There are two simple elements. Both were clearly discussed when I was in government as far back as 1994-1998.

First, tertiary education needs much greater focus on training IT people. There are currently thousands of jobs unfilled. Unfortunately, instead the government is building two new universities motivated by a desire to pacify regional constituencies and provincial political potentates rather than job-creation. Creating jobs would mean a laser focus on what the new institutions teach that the economy needs.

Second, the two ministries, telecommunications and communications, must be put back together. After that, the regulator, ICASA, has to be freed of political interference and put back in the hands of experts. Several excellent black Chairs of ICASA left in despair. Get one of them back, if they’ll come.

Taking their advice, taking decisions based on the public interest instead of tender wars, will clean up the sector. There are multiple businesses and jobs waiting to be built. They will reinforce the good already being done in the Square Kilometre Array telescope programme. There are synergies that are unexplored.

This is one example of the low hanging fruit of job-creation. The sector has been crying out for honest professional governance for two decades.

Pravin Gordhan carried a heavy load for the country this week. His role in saving SA from a junk downgrade is crucial. His budget restraint was, as the saying goes, necessary but not sufficient. It just creates the preconditions for an economic turnaround.

Nevertheless, with South Africa’s campuses in flames and a spirit of unrest in the land, he was the only man who looked presidential.

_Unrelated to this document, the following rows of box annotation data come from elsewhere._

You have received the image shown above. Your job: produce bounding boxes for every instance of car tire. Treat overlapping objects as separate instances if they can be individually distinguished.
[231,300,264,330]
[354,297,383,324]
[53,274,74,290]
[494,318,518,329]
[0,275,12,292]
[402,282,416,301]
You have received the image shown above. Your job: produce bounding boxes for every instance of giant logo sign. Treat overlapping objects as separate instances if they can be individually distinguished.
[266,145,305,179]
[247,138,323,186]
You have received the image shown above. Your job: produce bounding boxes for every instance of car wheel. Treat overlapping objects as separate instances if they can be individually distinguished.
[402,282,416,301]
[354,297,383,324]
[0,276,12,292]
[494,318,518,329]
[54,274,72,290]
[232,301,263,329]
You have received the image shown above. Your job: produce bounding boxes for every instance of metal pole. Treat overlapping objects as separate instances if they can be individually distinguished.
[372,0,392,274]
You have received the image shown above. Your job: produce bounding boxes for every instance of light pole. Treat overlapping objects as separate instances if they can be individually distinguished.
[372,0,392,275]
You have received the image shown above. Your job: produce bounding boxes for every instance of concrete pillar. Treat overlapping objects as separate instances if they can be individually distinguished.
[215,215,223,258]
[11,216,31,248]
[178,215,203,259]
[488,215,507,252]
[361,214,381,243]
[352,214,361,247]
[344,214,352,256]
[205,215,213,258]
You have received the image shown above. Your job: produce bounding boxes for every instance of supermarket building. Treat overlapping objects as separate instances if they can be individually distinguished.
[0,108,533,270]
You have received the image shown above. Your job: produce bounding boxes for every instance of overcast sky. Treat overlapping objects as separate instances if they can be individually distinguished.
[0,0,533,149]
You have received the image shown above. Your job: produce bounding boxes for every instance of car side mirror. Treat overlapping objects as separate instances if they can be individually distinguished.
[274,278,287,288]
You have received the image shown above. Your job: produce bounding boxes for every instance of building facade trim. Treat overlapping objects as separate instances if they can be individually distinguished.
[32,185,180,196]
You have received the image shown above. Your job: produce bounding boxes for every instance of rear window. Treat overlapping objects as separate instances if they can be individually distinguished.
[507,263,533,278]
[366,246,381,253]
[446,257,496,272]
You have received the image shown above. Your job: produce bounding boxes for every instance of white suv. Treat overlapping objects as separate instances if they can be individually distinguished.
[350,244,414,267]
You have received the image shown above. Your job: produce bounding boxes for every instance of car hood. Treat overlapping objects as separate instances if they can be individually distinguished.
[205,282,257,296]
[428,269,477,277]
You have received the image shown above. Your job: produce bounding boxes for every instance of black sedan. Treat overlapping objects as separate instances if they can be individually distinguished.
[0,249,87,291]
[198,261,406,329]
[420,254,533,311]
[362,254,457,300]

He remains the most powerful and respected man in the country and he has allies at the highest level among the growing number in the ANC who recognise Zuma has to go.

At that moment he was something more than the Finance Minister, even if less than a president. He gave the country a presidential talk that was somehow reassuring:

I have a simple message. We are strong enough, resilient enough and creative enough to manage and overcome our economic challenges…Let us chart a new course for the economy and well-being of all south Africans, particularly those hardest hit by unemployment… this is not only crucial to address social imbalances and inequality, it is also fundamental to encouraging investment.”

It was possible to believe he meant what he said. DM

John Matisonn is the author of GOD, SPIES AND LIES, Finding South Africa’s future through its past.